Professor Andrzej Mackiewicz and a team of scientists from the Medical Biology Centre of the Medical University in Poznań, say that although over 120 teams of scientists worldwide are working on creating a vaccine, the Polish vaccine is fundamentally different from those being developed by the Americans or the Chinese.

He said: “Their vaccines use the concept of preventing infection of healthy people by antibodies that target the SARS-CoV-2 virus. But according to recent scientific reports, antibodies are not produced at all in some COVID-19 patients, and activated immune cells fight against the disease. Moreover, antibodies obtained from convalescents or artificially created exhibit very limited effectiveness.”

In addition to the production of antibodies, the Polish vaccine will activate the missing cellular defence mechanisms that selectively target the virus.

Professor Mackiewicz added: “Our vaccine, which we call CovidVax, triggers similar immune mechanisms in the body as the cancer vaccines that we have been making for 30 years.

“The advantage of our vaccine is that we inject people with virus fragments and they don't have to be produced, for example, in a human muscle, as is the case with vaccines developed by Americans.”

Currently, the team has developed two types of vaccine: a mouse and a human one.

Mackiewicz said: "Within two weeks, we will administer the mouse vaccine to animals to verify the induced immune mechanisms that we expect. On this basis, appropriate tests will be developed that will be used to monitor the effects of the vaccine in human clinical trials.

“Initially, we plan to vaccinate a group of people aged 18-60. We already have volunteers willing to test the vaccine.”

He added that he also has a production line designed for the melanoma vaccine, which could be used in the first stage to produce CovidVax.

He said: “We want to start as soon as possible. In this case, it is advisable to hurry the work on the vaccine, because without a vaccine we have no chance of stopping the coronavirus pandemic. The development of our own Polish vaccine is extremely important, because other countries will manufacture their vaccines for their own citizens first, and we will have to wait. Besides, it will be buying a proverbial pig in a poke, because we will not have information on the effectiveness of these vaccines, or insight into the research.”

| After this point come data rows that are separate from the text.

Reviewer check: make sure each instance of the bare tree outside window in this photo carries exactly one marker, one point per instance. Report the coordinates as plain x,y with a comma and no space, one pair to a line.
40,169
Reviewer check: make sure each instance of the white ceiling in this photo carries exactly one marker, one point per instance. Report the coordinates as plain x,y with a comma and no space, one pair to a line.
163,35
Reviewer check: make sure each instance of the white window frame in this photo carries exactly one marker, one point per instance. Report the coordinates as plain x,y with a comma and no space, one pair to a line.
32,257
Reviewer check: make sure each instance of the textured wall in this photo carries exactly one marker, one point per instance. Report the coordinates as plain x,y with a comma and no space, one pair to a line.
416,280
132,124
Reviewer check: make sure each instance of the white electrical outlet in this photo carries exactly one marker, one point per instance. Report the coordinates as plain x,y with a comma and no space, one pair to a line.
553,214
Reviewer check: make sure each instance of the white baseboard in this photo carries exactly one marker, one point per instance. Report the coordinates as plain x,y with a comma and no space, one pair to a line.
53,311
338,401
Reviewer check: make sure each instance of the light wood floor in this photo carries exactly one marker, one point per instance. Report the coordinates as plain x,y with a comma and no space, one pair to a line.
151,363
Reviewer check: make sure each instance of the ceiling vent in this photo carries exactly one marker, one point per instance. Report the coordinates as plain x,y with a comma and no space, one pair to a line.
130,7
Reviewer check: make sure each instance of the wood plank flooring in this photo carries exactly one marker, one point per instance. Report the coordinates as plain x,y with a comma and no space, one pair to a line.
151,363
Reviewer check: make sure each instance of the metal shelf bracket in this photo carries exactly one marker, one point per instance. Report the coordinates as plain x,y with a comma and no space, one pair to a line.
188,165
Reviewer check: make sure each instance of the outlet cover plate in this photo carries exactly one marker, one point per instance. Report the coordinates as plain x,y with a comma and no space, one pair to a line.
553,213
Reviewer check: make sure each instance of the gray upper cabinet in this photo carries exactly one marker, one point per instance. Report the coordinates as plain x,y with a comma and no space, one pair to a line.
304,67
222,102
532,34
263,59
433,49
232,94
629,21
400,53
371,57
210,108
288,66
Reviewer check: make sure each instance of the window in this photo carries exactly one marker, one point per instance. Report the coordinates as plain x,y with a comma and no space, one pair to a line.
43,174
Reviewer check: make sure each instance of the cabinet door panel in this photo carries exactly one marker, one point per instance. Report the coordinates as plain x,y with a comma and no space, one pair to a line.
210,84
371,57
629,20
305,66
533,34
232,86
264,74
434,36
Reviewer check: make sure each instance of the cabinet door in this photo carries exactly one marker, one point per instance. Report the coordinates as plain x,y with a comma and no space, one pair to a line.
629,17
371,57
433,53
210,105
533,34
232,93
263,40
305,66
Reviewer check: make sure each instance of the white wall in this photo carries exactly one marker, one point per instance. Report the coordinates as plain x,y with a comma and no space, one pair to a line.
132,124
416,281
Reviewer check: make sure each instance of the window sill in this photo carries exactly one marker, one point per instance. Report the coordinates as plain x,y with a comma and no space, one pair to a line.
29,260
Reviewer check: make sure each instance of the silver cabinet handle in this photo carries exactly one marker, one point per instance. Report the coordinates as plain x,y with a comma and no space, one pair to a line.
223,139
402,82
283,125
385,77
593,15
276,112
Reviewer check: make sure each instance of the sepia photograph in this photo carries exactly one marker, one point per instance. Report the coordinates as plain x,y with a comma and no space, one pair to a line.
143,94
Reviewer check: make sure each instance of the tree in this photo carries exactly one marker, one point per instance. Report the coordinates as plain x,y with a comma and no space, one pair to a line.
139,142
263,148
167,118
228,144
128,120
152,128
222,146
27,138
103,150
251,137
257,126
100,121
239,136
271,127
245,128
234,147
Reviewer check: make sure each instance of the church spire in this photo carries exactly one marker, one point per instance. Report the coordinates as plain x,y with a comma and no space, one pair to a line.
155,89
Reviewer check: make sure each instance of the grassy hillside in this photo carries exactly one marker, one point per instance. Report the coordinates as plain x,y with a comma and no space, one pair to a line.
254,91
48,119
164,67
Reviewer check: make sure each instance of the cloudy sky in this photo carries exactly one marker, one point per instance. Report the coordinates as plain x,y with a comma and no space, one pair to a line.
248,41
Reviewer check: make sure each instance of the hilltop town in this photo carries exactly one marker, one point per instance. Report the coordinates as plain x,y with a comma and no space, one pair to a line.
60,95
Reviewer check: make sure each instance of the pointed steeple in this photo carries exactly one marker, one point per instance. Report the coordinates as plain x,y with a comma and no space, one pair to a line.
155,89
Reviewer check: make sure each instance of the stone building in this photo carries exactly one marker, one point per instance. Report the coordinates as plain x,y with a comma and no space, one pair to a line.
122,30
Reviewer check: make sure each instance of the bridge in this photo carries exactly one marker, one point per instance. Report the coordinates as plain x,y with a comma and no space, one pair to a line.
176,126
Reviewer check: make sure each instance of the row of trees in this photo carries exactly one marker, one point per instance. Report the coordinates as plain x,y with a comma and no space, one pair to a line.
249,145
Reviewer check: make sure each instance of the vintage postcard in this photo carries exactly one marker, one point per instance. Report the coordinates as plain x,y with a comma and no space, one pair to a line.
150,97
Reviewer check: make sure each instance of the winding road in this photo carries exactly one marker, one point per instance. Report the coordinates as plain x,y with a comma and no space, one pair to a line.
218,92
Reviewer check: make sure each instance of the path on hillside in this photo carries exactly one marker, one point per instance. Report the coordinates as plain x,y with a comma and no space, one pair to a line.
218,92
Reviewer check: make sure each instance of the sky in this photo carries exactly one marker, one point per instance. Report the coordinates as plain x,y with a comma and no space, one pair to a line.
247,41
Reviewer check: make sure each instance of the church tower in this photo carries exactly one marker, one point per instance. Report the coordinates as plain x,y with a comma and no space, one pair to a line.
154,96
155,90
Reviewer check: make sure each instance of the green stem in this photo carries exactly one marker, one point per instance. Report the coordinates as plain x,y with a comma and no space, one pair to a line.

Professor Mackiewicz's team is also working on targeted immunotherapy for cancer patients infected with the SARS-CoV-2 coronavirus. Its aim is to inhibit the development of the virus with simultaneous anti-cancer effect.

His team is currently preparing documentation for the European Medicines Agency and the FDA in the US with an application for approval of fast track legalization. After passing the audits in Poland, carried out by the Chief Pharmaceutical Inspector, an agency of the European Medicines Agency, the team will be able to start the phase of production and testing the vaccine on humans.